Phe Gly Phe Thr Glu Trp Ser Ser Phe Asn Pro Ile Leu Leu Ser Gly

85 90 95

Asn Asn Ile Thr Ile Thr Gly Ala Pro Gly Ser Val Ile Asp Gly Asn

100 105 110

Gly Gln Leu Tyr Trp Asp Gly Leu Gly Ser Asn Gly Gly Val Pro Lys

115 120 125

Pro Asp His Phe Val Tyr Ile Lys Lys Leu Asn Lys Gly Ser Val Ile

130 135 140

Glu Asn Leu His Ile Arg Asn Trp Pro Val His Cys Phe Ser Ile Asn

145 150 155 160

Ser Cys Ser Asp Leu Thr Ile Arg Asn Leu Phe Leu Asp Asn Ser Ala

165 170 175

Gly Asn Ala Pro Asn Asn Arg Ser Asn Gly Leu Ala Ala Ala His Asn

180 185 190

Ser Asp Gly Phe Asp Ile Ser Thr Ser Thr Asn Val Val Val Lys Asp

195 200 205

Thr Thr Val Ile Asn Gln Asp Asp Cys Val Ala Val Thr Ser Gly Asp

210 215 220

Gln Ile Thr Ala Thr Gly Leu Thr Cys Ile Gly Gly His Gly Leu Ser

225 230 235 240

Ile Gly Ser Val Gly Gly Lys Ser Ala Asn Asn Val Thr Asn Val Ile

245 250 255

Phe Ser Lys Ser Ala Val Ile Asp Ser Gln Asn Gly Ala Arg Ile Lys

260 265 270

Thr Asn Tyr Gly Thr Thr Gly Phe Val Ala Asn Ile Thr Tyr Glu Asp

275 280 285

Ile Leu Leu His Asn Ile Ser Ile Tyr Gly Leu Asp Val Gln Gln Asp

290 295 300

Tyr Leu Asn Gly Gly Pro Thr Gly Thr Pro Thr Asn Gly Val Ile Ile

305 310 315 320

Glu Asn Leu Leu Phe Lys Asn Leu Val Gly Thr Met Ala Lys Asn Ser

325 330 335

Asn Ala Arg Asp Tyr Tyr Ile Leu Cys Gly Asn Gly Ser Cys Ser Asn

340 345 350

Phe Val Phe Glu Asn Val His Ile Val Gly Gly Glu Ser Ala Ser Ser

355 360 365

Cys Asn Tyr Pro Ala Ser Gly Cys Pro

370 375

Claims (8)

1. a kind of polygalacturonase, which is characterized in that the amino acid sequence of the polygalacturonase such as SEQ Shown in ID NO.1.

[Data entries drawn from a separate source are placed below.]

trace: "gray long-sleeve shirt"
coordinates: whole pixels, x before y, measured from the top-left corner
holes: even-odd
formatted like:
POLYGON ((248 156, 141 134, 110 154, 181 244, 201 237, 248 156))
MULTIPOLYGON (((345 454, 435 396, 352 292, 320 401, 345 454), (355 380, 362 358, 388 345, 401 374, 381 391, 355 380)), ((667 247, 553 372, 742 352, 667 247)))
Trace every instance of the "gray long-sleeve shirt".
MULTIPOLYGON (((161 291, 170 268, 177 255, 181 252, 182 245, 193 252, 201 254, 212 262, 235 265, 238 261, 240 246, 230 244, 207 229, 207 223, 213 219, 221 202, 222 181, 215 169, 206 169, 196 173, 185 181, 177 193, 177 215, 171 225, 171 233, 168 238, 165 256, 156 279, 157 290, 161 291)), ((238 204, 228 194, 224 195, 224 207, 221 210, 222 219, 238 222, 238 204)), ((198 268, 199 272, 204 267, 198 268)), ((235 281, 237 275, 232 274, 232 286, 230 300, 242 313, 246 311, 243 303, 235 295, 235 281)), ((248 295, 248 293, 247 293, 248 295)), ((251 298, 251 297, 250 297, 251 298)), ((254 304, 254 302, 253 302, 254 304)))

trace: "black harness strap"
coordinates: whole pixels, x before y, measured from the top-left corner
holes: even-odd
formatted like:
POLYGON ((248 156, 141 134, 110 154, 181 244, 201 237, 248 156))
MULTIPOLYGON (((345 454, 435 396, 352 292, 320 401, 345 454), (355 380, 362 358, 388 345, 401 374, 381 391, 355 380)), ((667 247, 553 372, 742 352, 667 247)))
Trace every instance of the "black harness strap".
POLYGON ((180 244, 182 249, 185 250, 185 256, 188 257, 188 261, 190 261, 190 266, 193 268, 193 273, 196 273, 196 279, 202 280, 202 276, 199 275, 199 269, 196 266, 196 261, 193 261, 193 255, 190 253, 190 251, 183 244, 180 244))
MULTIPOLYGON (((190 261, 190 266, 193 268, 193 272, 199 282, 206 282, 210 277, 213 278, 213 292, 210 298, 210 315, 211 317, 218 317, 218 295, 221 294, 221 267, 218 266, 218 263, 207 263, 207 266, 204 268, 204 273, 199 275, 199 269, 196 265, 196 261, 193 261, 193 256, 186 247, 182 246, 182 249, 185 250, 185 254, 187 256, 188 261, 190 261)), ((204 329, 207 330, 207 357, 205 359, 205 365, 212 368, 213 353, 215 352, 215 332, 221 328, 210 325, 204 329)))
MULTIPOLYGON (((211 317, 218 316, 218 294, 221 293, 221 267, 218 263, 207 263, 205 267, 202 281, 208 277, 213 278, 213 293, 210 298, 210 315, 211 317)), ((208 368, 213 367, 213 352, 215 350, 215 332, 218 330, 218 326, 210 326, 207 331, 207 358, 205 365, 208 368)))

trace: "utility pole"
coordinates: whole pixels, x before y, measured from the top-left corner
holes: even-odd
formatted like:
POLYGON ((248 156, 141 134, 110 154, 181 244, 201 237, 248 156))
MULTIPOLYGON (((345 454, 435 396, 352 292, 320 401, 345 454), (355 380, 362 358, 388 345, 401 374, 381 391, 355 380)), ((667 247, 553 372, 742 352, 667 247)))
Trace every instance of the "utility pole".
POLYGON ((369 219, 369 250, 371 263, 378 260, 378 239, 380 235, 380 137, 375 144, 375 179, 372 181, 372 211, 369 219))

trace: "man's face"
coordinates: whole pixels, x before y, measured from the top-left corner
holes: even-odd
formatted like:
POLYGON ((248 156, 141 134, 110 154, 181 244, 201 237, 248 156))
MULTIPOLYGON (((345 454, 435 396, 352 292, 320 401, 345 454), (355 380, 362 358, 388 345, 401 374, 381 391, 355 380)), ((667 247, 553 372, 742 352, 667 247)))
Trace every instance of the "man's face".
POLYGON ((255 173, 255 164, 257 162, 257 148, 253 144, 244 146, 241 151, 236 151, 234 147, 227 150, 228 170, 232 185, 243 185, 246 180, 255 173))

2. a kind of polygalactunonic acid enzyme gene, which is characterized in that encode polygalacturonase described in claim 1 Gene.

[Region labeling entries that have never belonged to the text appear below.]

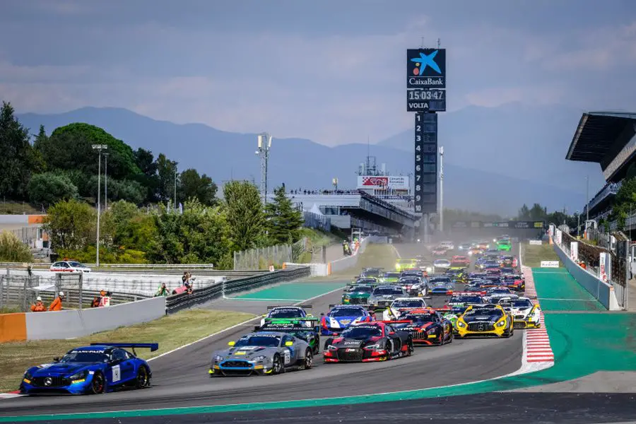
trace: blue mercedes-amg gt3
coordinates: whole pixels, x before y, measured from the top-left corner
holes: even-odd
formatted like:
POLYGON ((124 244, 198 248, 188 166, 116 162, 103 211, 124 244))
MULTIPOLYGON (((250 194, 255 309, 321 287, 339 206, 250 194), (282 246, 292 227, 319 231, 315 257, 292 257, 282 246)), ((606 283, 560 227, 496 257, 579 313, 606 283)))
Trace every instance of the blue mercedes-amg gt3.
POLYGON ((24 373, 20 392, 24 394, 84 394, 111 391, 120 387, 150 386, 148 363, 124 348, 159 348, 156 343, 95 343, 76 348, 49 364, 32 367, 24 373))

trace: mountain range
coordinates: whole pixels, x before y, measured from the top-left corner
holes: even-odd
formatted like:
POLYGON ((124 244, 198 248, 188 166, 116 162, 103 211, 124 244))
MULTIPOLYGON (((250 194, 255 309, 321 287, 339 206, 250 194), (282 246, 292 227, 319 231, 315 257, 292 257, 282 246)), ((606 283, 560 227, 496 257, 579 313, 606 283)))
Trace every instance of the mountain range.
MULTIPOLYGON (((590 196, 603 184, 598 165, 565 160, 566 150, 580 112, 561 107, 519 104, 470 107, 440 114, 439 140, 444 147, 444 206, 514 216, 524 203, 572 211, 585 202, 585 175, 590 196)), ((134 149, 163 153, 179 169, 194 167, 217 183, 260 179, 257 136, 227 132, 202 124, 158 121, 121 108, 83 107, 60 114, 18 115, 37 134, 40 124, 50 134, 71 122, 103 128, 134 149)), ((358 167, 370 150, 393 174, 413 167, 413 130, 371 146, 351 143, 328 147, 305 139, 274 139, 269 162, 270 187, 354 188, 358 167)))

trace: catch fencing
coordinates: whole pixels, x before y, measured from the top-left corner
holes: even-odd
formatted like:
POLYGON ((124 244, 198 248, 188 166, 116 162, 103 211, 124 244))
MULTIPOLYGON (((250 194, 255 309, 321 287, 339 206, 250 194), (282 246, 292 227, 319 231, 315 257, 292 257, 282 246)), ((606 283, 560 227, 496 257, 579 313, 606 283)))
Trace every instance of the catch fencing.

3. a kind of high temperature height is than polygalacturonase mutant TePG28b_N85E/S86W living, which is characterized in that described Polygalacturonase mutant is by by the of amino acid sequence polygalacturonase as shown in SEQ ID NO.1 85 asparagine mutations are obtained at glutamic acid and the 86th mutant serine at tryptophan.

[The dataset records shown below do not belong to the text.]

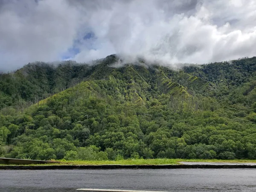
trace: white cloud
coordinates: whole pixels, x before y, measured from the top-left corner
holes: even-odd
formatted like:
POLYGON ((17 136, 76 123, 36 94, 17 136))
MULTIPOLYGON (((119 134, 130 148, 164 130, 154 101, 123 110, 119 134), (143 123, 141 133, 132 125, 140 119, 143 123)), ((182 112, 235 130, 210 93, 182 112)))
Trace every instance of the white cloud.
POLYGON ((60 60, 73 47, 78 62, 119 53, 205 63, 256 53, 254 0, 3 0, 0 70, 60 60))

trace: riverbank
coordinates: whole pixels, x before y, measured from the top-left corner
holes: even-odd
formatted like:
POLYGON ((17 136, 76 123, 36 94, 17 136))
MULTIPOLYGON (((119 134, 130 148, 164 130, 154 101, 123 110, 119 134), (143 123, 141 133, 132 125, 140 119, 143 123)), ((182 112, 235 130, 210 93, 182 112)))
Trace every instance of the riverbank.
POLYGON ((128 159, 116 161, 65 161, 57 164, 0 164, 0 169, 256 168, 255 160, 128 159))

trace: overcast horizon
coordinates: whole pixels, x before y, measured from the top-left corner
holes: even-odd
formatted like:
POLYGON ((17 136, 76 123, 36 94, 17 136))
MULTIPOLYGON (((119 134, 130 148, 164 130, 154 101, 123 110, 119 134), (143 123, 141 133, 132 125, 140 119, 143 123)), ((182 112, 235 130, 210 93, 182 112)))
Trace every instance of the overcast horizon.
POLYGON ((0 71, 118 54, 165 65, 256 55, 254 0, 1 0, 0 71))

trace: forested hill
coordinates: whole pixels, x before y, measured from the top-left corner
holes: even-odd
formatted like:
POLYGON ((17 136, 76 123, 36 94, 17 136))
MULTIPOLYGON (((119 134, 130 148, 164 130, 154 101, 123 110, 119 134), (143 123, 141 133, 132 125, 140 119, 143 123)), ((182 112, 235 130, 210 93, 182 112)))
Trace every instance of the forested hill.
POLYGON ((0 155, 256 159, 256 57, 175 70, 118 60, 0 75, 0 155))

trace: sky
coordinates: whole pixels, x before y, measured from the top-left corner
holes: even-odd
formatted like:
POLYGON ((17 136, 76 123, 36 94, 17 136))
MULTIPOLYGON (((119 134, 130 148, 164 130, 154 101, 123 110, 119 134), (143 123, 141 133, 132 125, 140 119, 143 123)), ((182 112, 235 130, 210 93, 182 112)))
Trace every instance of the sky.
POLYGON ((112 54, 208 63, 256 56, 255 45, 255 0, 0 0, 4 72, 112 54))

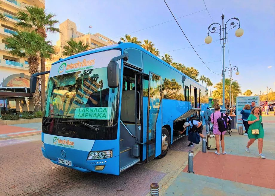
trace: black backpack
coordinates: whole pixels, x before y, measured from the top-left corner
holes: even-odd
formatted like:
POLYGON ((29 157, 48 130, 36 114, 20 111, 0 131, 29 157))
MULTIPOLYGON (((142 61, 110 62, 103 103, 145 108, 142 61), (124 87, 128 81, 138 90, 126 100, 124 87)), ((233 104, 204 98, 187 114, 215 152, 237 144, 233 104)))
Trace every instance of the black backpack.
POLYGON ((228 118, 226 116, 224 116, 223 114, 221 112, 221 117, 219 117, 217 122, 219 126, 219 130, 221 132, 228 130, 228 125, 227 124, 227 119, 228 118))
POLYGON ((191 120, 191 123, 193 125, 193 126, 190 129, 190 131, 194 133, 198 131, 198 127, 196 125, 194 125, 194 124, 193 124, 193 120, 191 120))

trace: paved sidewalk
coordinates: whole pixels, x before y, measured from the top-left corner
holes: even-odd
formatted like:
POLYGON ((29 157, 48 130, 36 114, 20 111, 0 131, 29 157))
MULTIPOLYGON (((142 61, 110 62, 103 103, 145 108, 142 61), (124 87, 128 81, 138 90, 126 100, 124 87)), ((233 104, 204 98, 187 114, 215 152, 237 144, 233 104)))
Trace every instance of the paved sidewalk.
POLYGON ((0 140, 41 134, 41 123, 0 126, 0 140))
POLYGON ((248 137, 232 130, 231 136, 225 136, 226 155, 216 155, 214 149, 203 153, 201 149, 194 158, 195 173, 187 172, 187 166, 160 195, 275 196, 275 118, 263 120, 266 159, 259 157, 257 141, 246 152, 248 137))

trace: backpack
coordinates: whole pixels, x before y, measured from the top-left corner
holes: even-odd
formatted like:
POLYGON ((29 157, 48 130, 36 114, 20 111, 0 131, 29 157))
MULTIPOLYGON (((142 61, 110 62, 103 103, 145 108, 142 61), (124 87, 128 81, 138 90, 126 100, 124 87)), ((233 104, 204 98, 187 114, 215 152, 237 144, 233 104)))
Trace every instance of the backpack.
MULTIPOLYGON (((211 117, 210 117, 210 116, 209 116, 209 115, 208 114, 208 112, 207 112, 207 109, 206 110, 205 110, 205 112, 207 114, 207 116, 208 116, 208 121, 211 121, 211 117)), ((205 118, 205 113, 204 114, 204 119, 205 119, 205 120, 206 121, 207 120, 207 119, 205 118)))
POLYGON ((221 112, 221 117, 219 117, 217 122, 219 126, 219 130, 221 132, 228 130, 228 125, 227 124, 227 119, 228 117, 226 115, 224 116, 223 114, 221 112))
POLYGON ((193 132, 196 132, 198 130, 198 127, 196 125, 194 125, 193 124, 193 120, 191 120, 191 123, 193 125, 193 126, 190 129, 190 131, 193 132))

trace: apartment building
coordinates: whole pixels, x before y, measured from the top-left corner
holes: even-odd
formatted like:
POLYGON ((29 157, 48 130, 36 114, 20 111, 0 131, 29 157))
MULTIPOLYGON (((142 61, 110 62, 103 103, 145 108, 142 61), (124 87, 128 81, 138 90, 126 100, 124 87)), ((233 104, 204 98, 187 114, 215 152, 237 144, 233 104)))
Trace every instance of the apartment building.
POLYGON ((3 39, 16 33, 15 17, 18 10, 26 10, 24 6, 35 4, 45 7, 45 0, 0 0, 0 10, 6 22, 0 22, 0 109, 1 114, 15 114, 34 110, 32 95, 29 93, 30 74, 27 59, 8 54, 3 39))
MULTIPOLYGON (((45 69, 49 70, 53 63, 58 60, 60 58, 67 57, 62 56, 62 46, 66 44, 66 41, 72 38, 76 41, 81 41, 83 43, 88 44, 91 49, 100 46, 106 46, 116 44, 117 43, 111 39, 99 33, 93 34, 91 33, 84 34, 78 31, 75 23, 67 19, 59 25, 59 29, 62 33, 59 34, 59 39, 56 42, 55 46, 57 55, 53 57, 51 61, 45 63, 45 69)), ((48 74, 46 76, 46 85, 48 78, 48 74)))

4. a kind of high temperature height is than polygalacturonase mutant gene living, which is characterized in that described in coding claim 3 High temperature height than polygalacturonase mutant living.

5. a kind of recombinant expression carrier, which is characterized in that include the polygalactunonic acid enzyme gene or power described in claim 2 Profit requires the high temperature height described in 4 than polygalacturonase mutant gene living.

6. a kind of recombinant cell, which is characterized in that comprising described in claim 2 polygalactunonic acid enzyme gene or right want Ask the high temperature height described in 4 than polygalacturonase mutant gene living.

7. the application of polygalacturonase described in claim 1.

8. high temperature height described in claim 3 is than the application of polygalacturonase mutant living.